JOHANNESBURG (Reuters) – South Africa’s struggling state power firm Eskom suspended electricity cuts on Friday but said the power system remained vulnerable, after five days of rolling outages which weakened the rand and hurt businesses across the country.
Eskom supplies over 90 percent of the power in Africa’s most industrialised economy but has been grappling with power station breakdowns and diesel shortages which have curbed its ability to run backup power sources.
President Cyril Ramaphosa, who faces a parliamentary election in May, has pledged to reform the utility by splitting it up and providing financial support but has ruled out privatisation.
The rand was on course for a loss of more than 3 percent against the dollar this week, largely because of Eskom’s woes, which risk derailing a sluggish economic recovery.

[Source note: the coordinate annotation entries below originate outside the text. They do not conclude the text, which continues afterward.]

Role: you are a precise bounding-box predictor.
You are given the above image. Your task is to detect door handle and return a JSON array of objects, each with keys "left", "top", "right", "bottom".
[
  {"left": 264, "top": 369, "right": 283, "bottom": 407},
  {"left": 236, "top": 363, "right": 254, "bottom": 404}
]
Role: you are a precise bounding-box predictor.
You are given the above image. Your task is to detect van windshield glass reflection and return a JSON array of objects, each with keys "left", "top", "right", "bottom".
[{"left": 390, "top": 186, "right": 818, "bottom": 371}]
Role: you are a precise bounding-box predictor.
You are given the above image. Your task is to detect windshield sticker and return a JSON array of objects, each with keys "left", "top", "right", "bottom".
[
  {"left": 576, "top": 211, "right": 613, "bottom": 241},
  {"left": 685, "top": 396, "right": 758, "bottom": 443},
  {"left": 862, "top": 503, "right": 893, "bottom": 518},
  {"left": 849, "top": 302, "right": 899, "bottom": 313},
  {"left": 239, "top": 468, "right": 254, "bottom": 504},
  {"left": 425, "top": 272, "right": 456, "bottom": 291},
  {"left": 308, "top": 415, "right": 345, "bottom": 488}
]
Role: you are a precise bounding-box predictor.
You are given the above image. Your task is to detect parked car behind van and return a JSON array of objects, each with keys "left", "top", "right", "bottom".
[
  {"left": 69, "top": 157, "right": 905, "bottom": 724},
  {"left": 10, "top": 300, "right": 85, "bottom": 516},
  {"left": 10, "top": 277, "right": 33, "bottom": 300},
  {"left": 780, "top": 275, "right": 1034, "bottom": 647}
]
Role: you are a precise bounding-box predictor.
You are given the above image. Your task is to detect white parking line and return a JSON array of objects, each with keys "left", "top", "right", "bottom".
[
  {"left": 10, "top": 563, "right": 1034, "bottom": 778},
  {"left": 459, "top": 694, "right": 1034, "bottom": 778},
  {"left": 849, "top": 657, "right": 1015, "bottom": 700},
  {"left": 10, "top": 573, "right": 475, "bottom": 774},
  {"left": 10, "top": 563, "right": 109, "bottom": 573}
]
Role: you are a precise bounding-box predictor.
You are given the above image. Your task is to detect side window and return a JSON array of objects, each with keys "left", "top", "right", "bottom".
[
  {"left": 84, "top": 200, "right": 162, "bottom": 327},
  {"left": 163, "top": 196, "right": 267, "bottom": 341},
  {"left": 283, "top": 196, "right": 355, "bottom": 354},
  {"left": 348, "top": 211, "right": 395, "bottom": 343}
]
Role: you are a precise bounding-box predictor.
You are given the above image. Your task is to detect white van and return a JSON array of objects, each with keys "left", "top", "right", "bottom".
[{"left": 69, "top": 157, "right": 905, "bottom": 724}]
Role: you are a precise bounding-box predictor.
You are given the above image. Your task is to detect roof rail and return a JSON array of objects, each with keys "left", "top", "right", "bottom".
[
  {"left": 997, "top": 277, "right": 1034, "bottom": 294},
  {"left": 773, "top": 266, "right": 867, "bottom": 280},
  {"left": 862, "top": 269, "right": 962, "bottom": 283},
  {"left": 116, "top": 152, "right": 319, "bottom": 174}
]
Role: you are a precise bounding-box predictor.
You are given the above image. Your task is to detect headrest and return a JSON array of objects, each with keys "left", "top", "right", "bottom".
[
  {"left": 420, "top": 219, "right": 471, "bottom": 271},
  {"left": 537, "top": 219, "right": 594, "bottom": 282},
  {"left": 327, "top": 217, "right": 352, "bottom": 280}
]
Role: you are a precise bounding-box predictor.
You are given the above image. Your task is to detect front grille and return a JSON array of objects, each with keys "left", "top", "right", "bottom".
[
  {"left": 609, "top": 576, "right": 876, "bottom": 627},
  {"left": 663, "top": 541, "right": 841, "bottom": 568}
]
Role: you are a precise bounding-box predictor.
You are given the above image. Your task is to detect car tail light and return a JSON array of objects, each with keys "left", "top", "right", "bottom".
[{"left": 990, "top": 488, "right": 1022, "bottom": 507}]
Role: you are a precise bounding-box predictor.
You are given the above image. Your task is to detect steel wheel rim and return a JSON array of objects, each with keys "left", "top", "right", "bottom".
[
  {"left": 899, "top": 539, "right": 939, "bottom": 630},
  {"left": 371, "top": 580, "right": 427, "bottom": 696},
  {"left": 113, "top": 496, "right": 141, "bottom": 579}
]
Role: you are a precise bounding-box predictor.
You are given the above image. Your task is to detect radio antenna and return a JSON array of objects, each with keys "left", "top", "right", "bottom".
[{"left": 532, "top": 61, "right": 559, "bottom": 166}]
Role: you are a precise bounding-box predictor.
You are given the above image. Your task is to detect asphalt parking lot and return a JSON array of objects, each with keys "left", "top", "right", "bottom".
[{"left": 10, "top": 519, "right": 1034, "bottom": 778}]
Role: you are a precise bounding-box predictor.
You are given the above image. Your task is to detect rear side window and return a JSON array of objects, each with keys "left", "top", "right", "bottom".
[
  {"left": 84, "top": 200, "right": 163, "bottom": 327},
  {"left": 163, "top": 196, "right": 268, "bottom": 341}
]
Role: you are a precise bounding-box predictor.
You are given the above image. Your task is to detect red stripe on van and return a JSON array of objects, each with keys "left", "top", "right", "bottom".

“Due to further improvement in generation performance and the notable strides made in replenishing water and diesel reserves, Eskom is not likely to implement load-shedding on Friday,” Eskom said in a statement, using a local term for power cuts.
Eskom started the power cuts on Sunday and intensified them to 4,000 megawatts (MW) of cuts on Monday in the worst outages South Africa has seen since 2014/15. The power cuts had been reduced to 2,000 MW by Thursday.
The power crisis has caused traffic gridlock in major cities as traffic lights stop working and frustration for ordinary South Africans.
Businesses like miner Harmony Gold are exploring strategies to reduce their dependence on Eskom.
The government has promised more details about how it will support Eskom’s balance sheet on Feb. 20, when the finance minister will deliver a budget speech in parliament. One of Eskom’s major issues is its unsustainable debt mountain of around 419 billion rand ($30 billion).